Kalifiye işçi de asgari ücrete düştü
"Sadece kendimize ait sandığımız dertlerimizin çoğu ortak dertlerimiz. Kol kola girip üzerine yürümedikçe sorunlar bitmeyecek."
Fotoğraf: DHA
OSTİM’den bir kadın işçi
Ankara
Ekonomik koşulların sertliği bıçağın kemiğe dayandığı raddeyi aşalı çok oldu. Günlerin ekonomik olarak zor geçtiği bir yılın son demleriyse, beraberinde asgari ücret tartışmalarını getiriyor. Bir yandan asgari ücretle geçinenler olarak tutarın belirlenmesinde bize sorulmadan yapılan açıklamaları dinliyoruz bir yandan da asgari ücrete gelen zammın temel tüketim maddelerine gelen zamlar karşısında erimemesini temenni ediyoruz. Hal böyleyken tek başına düşünmekle bir şey değişmiyor diyerek OSTİM’de çalışan genç işçilerle iş yerlerindeki sorunları, memleket meselelerini konuştuk.
TEMEL İHTİYAÇLARI KARŞILAMAK HAYAL OLUYOR
Türkiye’de yerli üretimin kalmamasından, yediğimiz içtiğimiz her şeyin fiyatının günden güne zamlanıyor olmasından yakınarak başladığımız sohbetimiz, genç işçilerin aileleriyle yaşamalarına rağmen ceplerinde harçlıklarının kalmamasına geliyor. Herhangi bir ihtiyaçlarını 3-4 ay birikim yaparak sağlayabildiklerini, kira ve fatura ödemelerinin evde en az iki kişinin çalışmasıyla bile karşılanmadığını anlatıyorlar. Ev sahibi olmanın hayal olduğunu söylerken ekliyorlar: “TOKİ’ye girecektik ama enflasyonla ödeme miktarı artıyor. 20 sene ödeme yapacaksın, katlanarak ödeyeceksin. Ne gerek var? Kazıklanıyoruz.”

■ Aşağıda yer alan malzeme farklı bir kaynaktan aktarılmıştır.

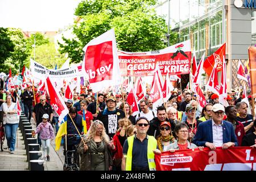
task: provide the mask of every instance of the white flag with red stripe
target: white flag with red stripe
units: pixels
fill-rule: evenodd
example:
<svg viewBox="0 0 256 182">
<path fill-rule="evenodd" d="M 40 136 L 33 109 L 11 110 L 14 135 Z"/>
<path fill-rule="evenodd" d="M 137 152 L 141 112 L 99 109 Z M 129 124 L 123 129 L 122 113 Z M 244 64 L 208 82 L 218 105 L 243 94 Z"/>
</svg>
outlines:
<svg viewBox="0 0 256 182">
<path fill-rule="evenodd" d="M 90 41 L 83 50 L 82 71 L 94 92 L 121 83 L 114 29 Z"/>
<path fill-rule="evenodd" d="M 222 71 L 221 75 L 221 83 L 220 88 L 220 96 L 218 101 L 224 106 L 227 107 L 229 105 L 226 98 L 228 96 L 226 92 L 226 64 L 225 60 L 225 56 L 223 56 Z"/>
<path fill-rule="evenodd" d="M 156 70 L 155 71 L 154 74 L 157 74 Z M 163 98 L 159 80 L 156 75 L 154 75 L 154 78 L 149 98 L 152 100 L 153 108 L 157 108 L 163 103 Z"/>
<path fill-rule="evenodd" d="M 204 93 L 199 85 L 196 85 L 195 89 L 196 94 L 197 95 L 197 101 L 199 106 L 199 109 L 200 111 L 202 111 L 203 107 L 204 107 L 207 104 L 205 97 L 204 97 Z"/>
<path fill-rule="evenodd" d="M 247 98 L 246 88 L 245 88 L 245 85 L 243 85 L 243 98 Z"/>
<path fill-rule="evenodd" d="M 16 97 L 16 105 L 17 106 L 17 114 L 18 116 L 20 116 L 21 114 L 20 105 L 19 105 L 19 101 L 18 97 Z"/>
<path fill-rule="evenodd" d="M 65 98 L 66 99 L 72 99 L 73 98 L 73 93 L 70 89 L 69 85 L 68 84 L 65 90 Z"/>
<path fill-rule="evenodd" d="M 133 88 L 131 88 L 131 90 L 130 90 L 127 97 L 126 102 L 128 102 L 131 106 L 131 109 L 133 111 L 133 115 L 137 115 L 139 113 L 139 110 Z"/>
<path fill-rule="evenodd" d="M 198 64 L 197 69 L 195 73 L 194 79 L 193 80 L 192 90 L 194 92 L 196 92 L 196 87 L 197 85 L 200 85 L 201 82 L 201 77 L 202 76 L 202 74 L 204 73 L 204 69 L 203 69 L 204 65 L 204 55 L 205 53 L 203 55 L 202 57 Z"/>
<path fill-rule="evenodd" d="M 53 85 L 49 75 L 47 75 L 46 78 L 46 90 L 50 96 L 50 105 L 59 115 L 59 121 L 62 121 L 68 114 L 69 111 L 60 93 L 56 91 L 55 87 Z"/>
<path fill-rule="evenodd" d="M 238 68 L 237 69 L 237 78 L 239 79 L 242 79 L 245 80 L 246 82 L 248 82 L 248 80 L 246 78 L 245 73 L 245 69 L 243 69 L 243 67 L 242 65 L 242 63 L 240 60 L 238 61 Z"/>
<path fill-rule="evenodd" d="M 218 86 L 216 63 L 215 63 L 212 73 L 209 78 L 209 81 L 207 85 L 207 89 L 218 95 L 220 94 L 220 86 Z"/>
<path fill-rule="evenodd" d="M 139 102 L 146 96 L 144 88 L 144 87 L 142 85 L 142 80 L 141 77 L 138 77 L 134 85 L 134 92 L 135 93 L 138 102 Z"/>
</svg>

MESEM’de okuyan bir genç okulda neredeyse sadece asgari ücretin konuşulduğunu aktararak devam ediyor: “Okulda dilek kutusu var. Tahminimce maaş ya da dersle ilgili şeyler yazıyorlar. Kutunun içi boşalıyor ama değişen bir şey yok. Sigara içmem diyordum ama gelecek kaygısı, geçinememek, ailevi sıkıntılar beni sigaraya başlattı. Yaşadığımız sorunlar bizi anlamsız şeylere sürüklüyor.”
KALİFİYE OLMANIN ANLAMI YOK
Bir başkası işçi de OSTİM’in çoğu yerinde kalifiye işçilerin çalıştığını ancak asgari ücrete gelen zamla birlikte birçok kalifiye işçinin “İşe yeni girenle benim aldığım maaş arasında fark kalmadı” dediğini söylüyor. Enflasyonun bu kadar yüksek olmadığı zamanlarda asgari ücretin neredeyse iki katı maaş aldıklarını, enflasyon arttıkça maaşlarının neredeyse asgari ücret düzeyinde kaldığını söylüyor.
Seçimler yaklaşırken iktidarın dini ve milli değerlere yönelik hamlelerinin sıklaştığını konuşuyoruz ancak bu hamlelerin ne bizde ne de çevremizde bir etki uyandırmadığı noktasında ortaklaşıyoruz. Geçinememek dini ve milli değerlerden daha baskın artık. Konu buradan açılmışken söz Millet İttifakı’na geliyor. Hiçbirimizin Millet İttifakı’ndan umudu yok.
TÜRKİYE BÜYÜYOR, BİZ KÜÇÜLÜYORUZ
Sermaye büyüyorken bizim cebimize giren para günden güne küçülüyor. Birikim yapmak şöyle dursun, borçlardan nefes alamadığımızı konuşuyoruz. Söz konusu borç olunca birimiz “Kim borcundan harcından Lamborghini satıyor ki?” diyerek sermayedarların değil halkın geçinebilmek için borçlandığını tek cümleyle özetliyor.
Sona yaklaşırken yakın zamanda örgütlü mücadeleleri sonucu kazanım elde etmiş Bursa’daki işçileri hatırlıyoruz. Sadece kendimize ait sandığımız dertlerimizin çoğu ortak dertlerimiz. Kol kola girip üzerine yürümedikçe sorunlar bitmeyecek.